Russia will confront a persistent protest movement and a steady decline in oil revenues over the coming years, Citibank said Wednesday.
Despite the efforts of bureaucrats and politicians, the country's stock exchanges, the valuations of its major companies, its budget and its currency still move closely in line with commodity prices.
And the government will be "constrained from all sides" in tackling this dependency by delicate issues including pension reform, military expenditure and the implementation of President Putin's pre-election spending promises, said Elina Rybakova, chief economist at Citibank in Russia.
"There are no easy decisions left," she told reporters. "Only very complicated decisions remain, and they will not be made until we have our backs against the wall."
Russia's break-even oil price — the point at which the budget will balance — is currently about $120 a barrel. Citibank's five-year forecast for Brent crude is $85 a barrel.
The international banking giant is bearish on oil because of the emerging boom in shale oil production in the United States. Gas prices in the United States dropped dramatically as a result of the exploitation of shale gas reserves, and shale oil could follow its example, said Seth Kleinman, head of Citibank's European energy research. This is likely to result in a "supply side revolution."

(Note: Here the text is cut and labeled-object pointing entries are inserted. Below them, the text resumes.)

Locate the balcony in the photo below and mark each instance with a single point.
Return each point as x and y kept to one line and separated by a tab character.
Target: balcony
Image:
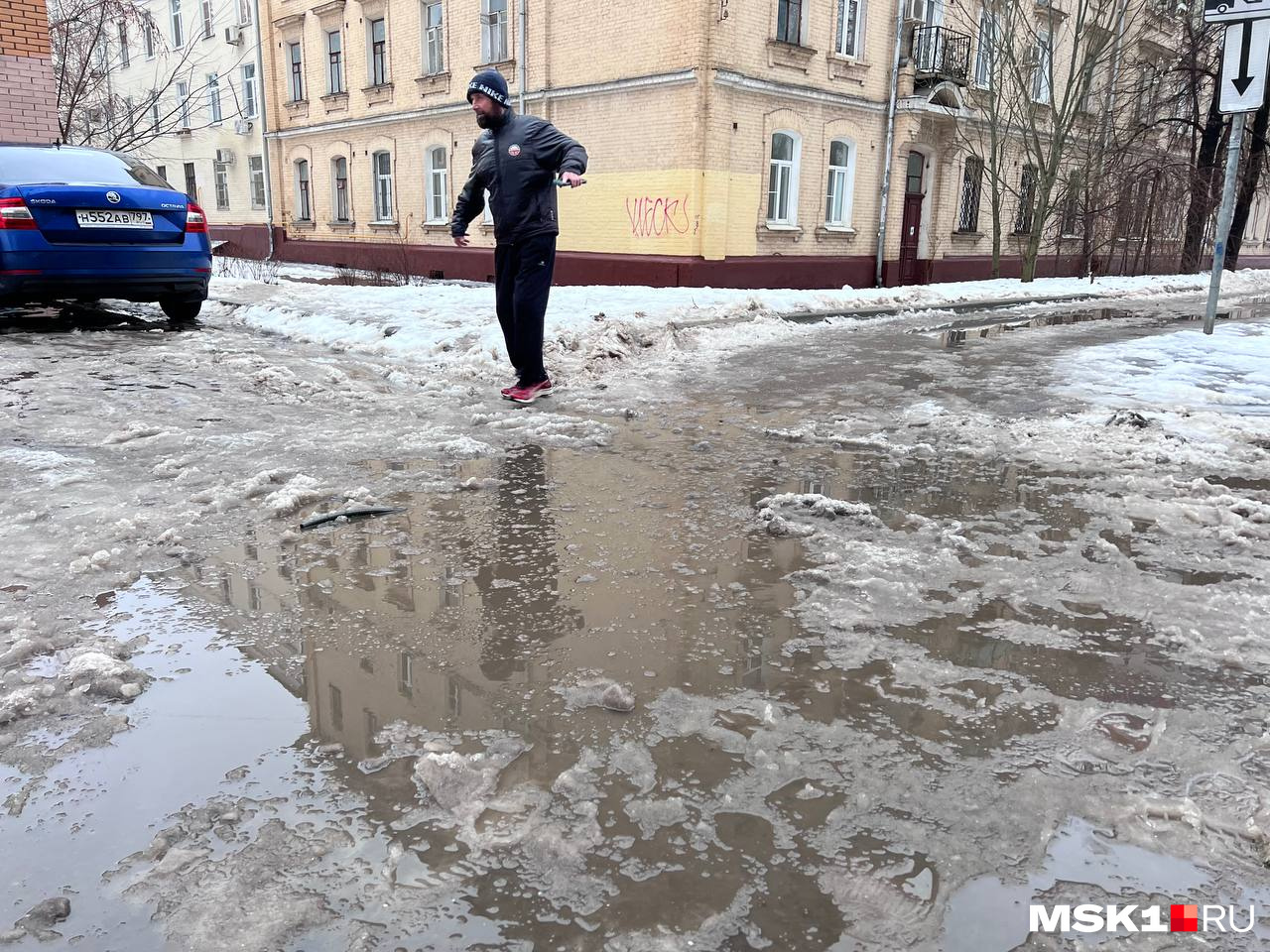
940	55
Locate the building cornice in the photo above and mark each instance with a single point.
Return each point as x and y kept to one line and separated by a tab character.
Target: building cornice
807	94
666	79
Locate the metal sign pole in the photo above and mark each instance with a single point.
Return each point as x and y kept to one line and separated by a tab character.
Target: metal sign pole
1223	217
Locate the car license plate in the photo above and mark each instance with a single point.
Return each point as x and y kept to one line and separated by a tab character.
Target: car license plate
113	218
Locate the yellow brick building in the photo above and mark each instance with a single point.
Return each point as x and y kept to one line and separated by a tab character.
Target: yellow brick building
731	144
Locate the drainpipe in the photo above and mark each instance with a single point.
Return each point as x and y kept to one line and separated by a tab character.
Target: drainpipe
522	68
890	144
264	126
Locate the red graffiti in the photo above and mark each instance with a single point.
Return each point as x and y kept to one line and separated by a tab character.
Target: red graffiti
656	216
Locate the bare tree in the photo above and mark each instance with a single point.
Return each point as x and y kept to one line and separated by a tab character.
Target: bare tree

A $1 increase in the price of Urals crude, the Russian benchmark, adds about $55 billion rubles ($1.8 billion) to the budget, Finance Minister Anton Siluanov said last year.
Citibank has calculated that, on average, the ruble appreciates or depreciates against the euro-dollar basket by 1 percent for every 15 percent change in the oil price.
Given the expectation of declining oil prices, Russia's dependency on energy exports makes many of its stocks unattractive, said Kingsmill Bond, Citibank's chief Russia strategist.
An exception is the "fabulous story" of companies benefiting from consumer growth, including Sberbank, VTB and Internet provider Yandex, Bond added. But their equities are illiquid and only account for about a quarter of the market.
The shadow of political risk also hangs over the economic outlook, said Citibank, which has been consistent in its view that the urban protest movement that erupted after Dec. 4 Duma elections last year is not an ephemeral phenomenon.
A demonstration in Moscow on May 6 was attended by about 50,000 people and resulted in violent clashes in the center of the city.
There was an expectation that the official return of Vladimir Putin to the presidency in March would calm the situation and usher in another 12 years of political stability, Rybakova said.
"But, from the point of view of the market, what did we learn from the [presidential] election that we didn't know three months ago?"